To that end, below are five tips to help show your customers that your brand is worth their time and loyalty, fulfilling the expectation that you add value to the relationship:
- Membership has its privileges. Rewards don’t have to necessarily have a dollars-and-cents component. Giving special hours, behind-the-scenes tours, pre-sale access to specialty goods, or first-in-line availability of in-demand products with in-stock notifications helps your customers shop smarter and, well, better than everyone else, making them feel like a bit of a celeb that’s in the know. Some retailers have embraced other membership-only privileges, such as Sephora’s loyalty members-only mobile and online social platform, giving the same feeling of exclusivity and community.
- It’s the little things that make a big impact. In classic research performed by German psychologist Norbert Schwarz, he determined that finding a single dime improved someone’s day. As Schwarz reported, “It’s not the value of what you find. It’s that something positive happened that surprised you.” On this theme, not every loyalty program perk has to come with a huge price tag. For offline retail stores, offering a small freebie with sales, such as a keychain, free reusable shopping bag, branded item or other inexpensive gift can surprise and delight customers. Food, in particular, is a low-cost perk that may impact product perception: another study found that when a random group was asked to rate their televisions, consistently better ratings were given by those customers who had just been treated to free food sample.
- Give them discounts on what they already buy. You know what your customers like, and you know what they buy. Why not give them a perk to keep doing what they’re doing? Customers like the idea: nearly three-fourths (73 percent) of consumers prefer to shop at stores that send custom discounts based on purchase history. Perhaps it’s simply a relief for customers to be motivated to buy something they probably already would, rewarding loyalty without prodding customers into buying a different product, a comparable product, a complimentary product. And with nearly half (47 percent) of customers expecting more if they share personal information with companies, it makes sense to make use of the data you’ve already collected to give customers something they already have proven they want, need and use.
- Celebrate! Recognizing a loyalty milestone, such as reaching a new point tier, or celebrating a loyalty “birthday” – the anniversary of the date of joining the loyalty program – are easy ways to establish a more emotional connection with your customers. 77% of consumers state that receiving birthday/anniversary content would have a major impact on brand loyalty. In addition, birthday-centered campaigns are not only nice for your customers, but they’re also nice for you: birthday email promotions, for example, achieve a 4X increase in transaction rates and over 3X the revenue of regular marketing emails.
- Be helpful. As clinical professor of marketing Mohan Sawhney at the Kellogg School advised, “Ask not how you can sell, but how you can help.” Some customer-loyalty building ways to help include offering free advice, self-help tips newsletters, guides – any content deliverable that is of value to your customer. Whether it’s a free recipe handout at a grocery store, an article about how to measure your wall to install bookshelves on a home improvement store’s website, or a text message linking a shopper to a new fashion trends, the goal is not to sell but to entertain, inform or educate.
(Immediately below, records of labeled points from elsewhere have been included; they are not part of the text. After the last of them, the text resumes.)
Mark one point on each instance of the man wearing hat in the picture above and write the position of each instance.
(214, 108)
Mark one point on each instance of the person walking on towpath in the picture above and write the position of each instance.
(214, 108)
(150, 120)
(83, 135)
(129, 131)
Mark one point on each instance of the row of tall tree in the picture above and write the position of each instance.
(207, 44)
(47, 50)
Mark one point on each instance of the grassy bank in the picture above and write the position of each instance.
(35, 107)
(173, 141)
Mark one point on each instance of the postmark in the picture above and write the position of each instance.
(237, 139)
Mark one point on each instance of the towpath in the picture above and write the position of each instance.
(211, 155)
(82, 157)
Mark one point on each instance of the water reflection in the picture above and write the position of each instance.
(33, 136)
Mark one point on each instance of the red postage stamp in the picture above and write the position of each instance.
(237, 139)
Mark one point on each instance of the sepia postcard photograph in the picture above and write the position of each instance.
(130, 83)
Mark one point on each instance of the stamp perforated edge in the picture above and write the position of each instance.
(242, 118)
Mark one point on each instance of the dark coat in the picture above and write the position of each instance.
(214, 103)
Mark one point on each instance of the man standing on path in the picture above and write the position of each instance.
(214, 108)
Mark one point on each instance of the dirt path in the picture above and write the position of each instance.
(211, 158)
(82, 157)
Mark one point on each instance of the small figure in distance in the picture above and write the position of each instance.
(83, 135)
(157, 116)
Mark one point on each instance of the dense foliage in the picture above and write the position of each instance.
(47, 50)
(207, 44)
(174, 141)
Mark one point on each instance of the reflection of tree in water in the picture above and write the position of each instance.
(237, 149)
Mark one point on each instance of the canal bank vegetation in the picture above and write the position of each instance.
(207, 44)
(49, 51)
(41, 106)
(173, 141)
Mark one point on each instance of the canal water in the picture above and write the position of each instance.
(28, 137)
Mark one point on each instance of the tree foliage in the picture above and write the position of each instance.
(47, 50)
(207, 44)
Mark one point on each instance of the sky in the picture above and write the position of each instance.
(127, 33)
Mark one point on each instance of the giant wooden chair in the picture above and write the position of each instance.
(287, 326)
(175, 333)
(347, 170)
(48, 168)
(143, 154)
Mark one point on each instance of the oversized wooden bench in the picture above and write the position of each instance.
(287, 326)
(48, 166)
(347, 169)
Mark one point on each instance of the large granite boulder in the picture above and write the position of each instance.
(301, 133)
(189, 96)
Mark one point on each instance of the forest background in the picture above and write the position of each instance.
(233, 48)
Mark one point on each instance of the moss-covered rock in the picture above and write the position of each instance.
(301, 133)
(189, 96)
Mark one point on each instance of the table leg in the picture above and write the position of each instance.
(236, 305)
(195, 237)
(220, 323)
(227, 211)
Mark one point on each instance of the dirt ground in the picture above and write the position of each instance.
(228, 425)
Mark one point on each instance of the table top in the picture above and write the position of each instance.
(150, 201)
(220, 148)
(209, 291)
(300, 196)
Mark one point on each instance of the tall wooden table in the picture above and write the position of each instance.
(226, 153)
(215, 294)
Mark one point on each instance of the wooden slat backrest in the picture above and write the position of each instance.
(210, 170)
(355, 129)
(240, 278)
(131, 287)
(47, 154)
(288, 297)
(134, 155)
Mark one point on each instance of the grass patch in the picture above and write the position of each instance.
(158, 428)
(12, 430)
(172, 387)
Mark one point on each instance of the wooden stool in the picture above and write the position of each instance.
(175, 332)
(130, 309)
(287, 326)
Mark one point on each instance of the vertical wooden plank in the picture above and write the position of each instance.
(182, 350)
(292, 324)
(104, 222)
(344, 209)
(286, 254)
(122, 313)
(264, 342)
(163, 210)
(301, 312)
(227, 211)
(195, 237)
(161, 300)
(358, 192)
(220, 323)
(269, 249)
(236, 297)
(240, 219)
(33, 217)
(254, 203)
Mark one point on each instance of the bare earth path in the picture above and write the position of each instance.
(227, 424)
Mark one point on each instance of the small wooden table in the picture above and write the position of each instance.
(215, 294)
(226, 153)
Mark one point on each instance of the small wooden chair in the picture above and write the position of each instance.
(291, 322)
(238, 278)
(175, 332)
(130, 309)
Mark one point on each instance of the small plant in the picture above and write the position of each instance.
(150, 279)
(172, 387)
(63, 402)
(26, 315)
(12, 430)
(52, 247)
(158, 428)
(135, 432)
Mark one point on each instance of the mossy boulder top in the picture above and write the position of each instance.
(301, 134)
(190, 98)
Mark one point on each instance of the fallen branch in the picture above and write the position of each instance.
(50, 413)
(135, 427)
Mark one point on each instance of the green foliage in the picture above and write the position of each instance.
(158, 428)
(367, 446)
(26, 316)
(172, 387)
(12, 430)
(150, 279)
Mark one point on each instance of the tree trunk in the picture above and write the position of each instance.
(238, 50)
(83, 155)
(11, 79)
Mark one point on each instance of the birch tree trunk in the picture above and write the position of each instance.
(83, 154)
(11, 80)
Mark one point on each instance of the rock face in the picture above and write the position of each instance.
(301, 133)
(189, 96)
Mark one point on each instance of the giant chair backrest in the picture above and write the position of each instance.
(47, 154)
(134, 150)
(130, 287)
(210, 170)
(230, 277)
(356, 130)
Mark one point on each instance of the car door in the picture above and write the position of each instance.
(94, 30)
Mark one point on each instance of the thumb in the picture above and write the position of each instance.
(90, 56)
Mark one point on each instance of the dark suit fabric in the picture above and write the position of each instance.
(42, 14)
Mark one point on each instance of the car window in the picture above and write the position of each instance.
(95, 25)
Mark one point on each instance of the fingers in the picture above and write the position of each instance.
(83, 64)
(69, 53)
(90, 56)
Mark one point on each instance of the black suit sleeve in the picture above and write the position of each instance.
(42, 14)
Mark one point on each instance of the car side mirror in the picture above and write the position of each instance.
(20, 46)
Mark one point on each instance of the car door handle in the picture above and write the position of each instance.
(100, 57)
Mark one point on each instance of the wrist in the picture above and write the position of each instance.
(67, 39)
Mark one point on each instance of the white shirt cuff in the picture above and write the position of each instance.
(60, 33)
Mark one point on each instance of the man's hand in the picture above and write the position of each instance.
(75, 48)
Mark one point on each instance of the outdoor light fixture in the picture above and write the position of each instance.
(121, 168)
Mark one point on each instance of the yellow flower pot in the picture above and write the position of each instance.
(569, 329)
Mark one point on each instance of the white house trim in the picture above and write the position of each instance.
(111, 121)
As one marketer stated, the goal is to answer your customer’s question: What’s in it for me?; the smart brand will make it clear what’s it in for whomever by passing along content that’s timely, informative, and, ultimately, useful.
We hope that these tips will set you on the path of building a meaningful customer-brand relationship, one that withstands the test of time and can supercede unfortunate events that are out (and within) your control. Remember: customer loyalty is not only a win for you, as repeat customers generate a disproportionately large share of revenue and drive higher profits, but is also for your customer: with a company she trusts, she does not have to explore and research other options every time she makes a purchase. This reciprocity is the heart of customer loyalty, and once you ensure you’re keeping your end of the bargain by staying true to your customers, your customers will be moved to do the same.